WERNE Weihnachtszeit, Geschenkezeit - und während der menschliche Nachwuchs ob der prallen Pakete unterm Tannengrün leuchtende Augen bekommt, schauen Fiffi, Hasso und Rex in die Röhre?

von Von Arne Niehörster

, 19.12.2007
Da lacht das Hundeherz

Eine Schweineohr zu Weihnachten? Mischlingshündin Anka aus Werne hat für die RN vor den Feiertagen schon mal reingebissen.

Von wegen, so mancher vierbeinige Freund freut sich dieser Tage über Quietsche-Knochen und Gummi-Huhn, der Trend ist klar erkennbar. Immer mehr Menschen beschenken ihre Tiere.

Hundehalter kurbeln Umsatz an

"Der Verkauf von Tierspielzeug ist im Vergleich zu den letzten Jahren deutlich angestiegen", lautet die klare Aussage von Mathias Kortendieck . Der Leiter des Raiffeisenmarktes am Bahnhof macht dafür vor allem die Hundehalter verantwortlich.

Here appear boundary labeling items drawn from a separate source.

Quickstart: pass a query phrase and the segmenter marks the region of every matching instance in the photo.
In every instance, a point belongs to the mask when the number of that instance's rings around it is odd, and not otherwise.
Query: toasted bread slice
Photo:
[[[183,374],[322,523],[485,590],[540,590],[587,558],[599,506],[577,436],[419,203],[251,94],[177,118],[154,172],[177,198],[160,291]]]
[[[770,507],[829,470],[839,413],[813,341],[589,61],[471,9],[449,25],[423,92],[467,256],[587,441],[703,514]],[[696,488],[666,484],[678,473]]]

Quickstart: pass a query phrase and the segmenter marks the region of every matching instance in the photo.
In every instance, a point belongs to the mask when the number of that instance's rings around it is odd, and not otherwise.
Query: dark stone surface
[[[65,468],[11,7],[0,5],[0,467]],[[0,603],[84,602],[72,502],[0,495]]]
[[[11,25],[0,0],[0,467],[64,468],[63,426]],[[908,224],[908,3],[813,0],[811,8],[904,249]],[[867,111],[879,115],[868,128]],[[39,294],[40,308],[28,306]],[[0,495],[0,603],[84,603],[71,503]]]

"Die bauen meistens eine sehr persönliche Beziehung zum Hund auf." Bei den anderen Tierhaltern sei das in dieser Form nicht so oft der Fall, "aber auch hier spüren wir einen Trend."

Verkaufsrenner Stofftiere

Der Verkaufsrenner im Moment: Stofftiere, die - wenn gebissen - ihre angestammten Laute zum Besten geben. Kortendieck: "Zum Beispiel die Kuh, die Muh macht." Und während wir zur Weihnacht die berühmte Gans verschlucken, greift der Tierfreund im Futterregal auch eine Etage höher. "Klar, an den Feiertagen wollen sie ihren Lieblingen einen besonderen Schmaus anbieten", weiß Kortendieck.

Ganz oben auf der weihnachtlichen Geschenke-Skala stehen die tierischen Freunde allerdings selbst.

Und das ist für Hund, Katze, Hamster oder Meerschweinchen nicht selten eine böse Überraschung.

Tiere nicht leichtfertig verschenken

"Die Freude ist oft nur eine Momentaufnahme", so die Werner Tierärztin Dr. Karen Zurmühlen. Dann kämen die Pflichten und die Ernüchterung. Der Kreis Unna rät ebenfalls dazu, Tiere nicht leichtfertig zu verschenken. "Die Unterbringung und Versorgung muss gewährleistet sein", sagt Dr. Anja Dirksen.

Die Kreis-Veterinärin hält eine vorige Abstimmung mit dem zukünftigen Besitzer für wichtig. Kollegin Zurmühlen sieht das ähnlich: "Tiere sind keine Geschenke, sondern Mitglieder der Familie."

Und müssten in der Planung ein fester Bestandteil sein. Dann klappt es auch mit der Bescherung - für alle Beteiligten.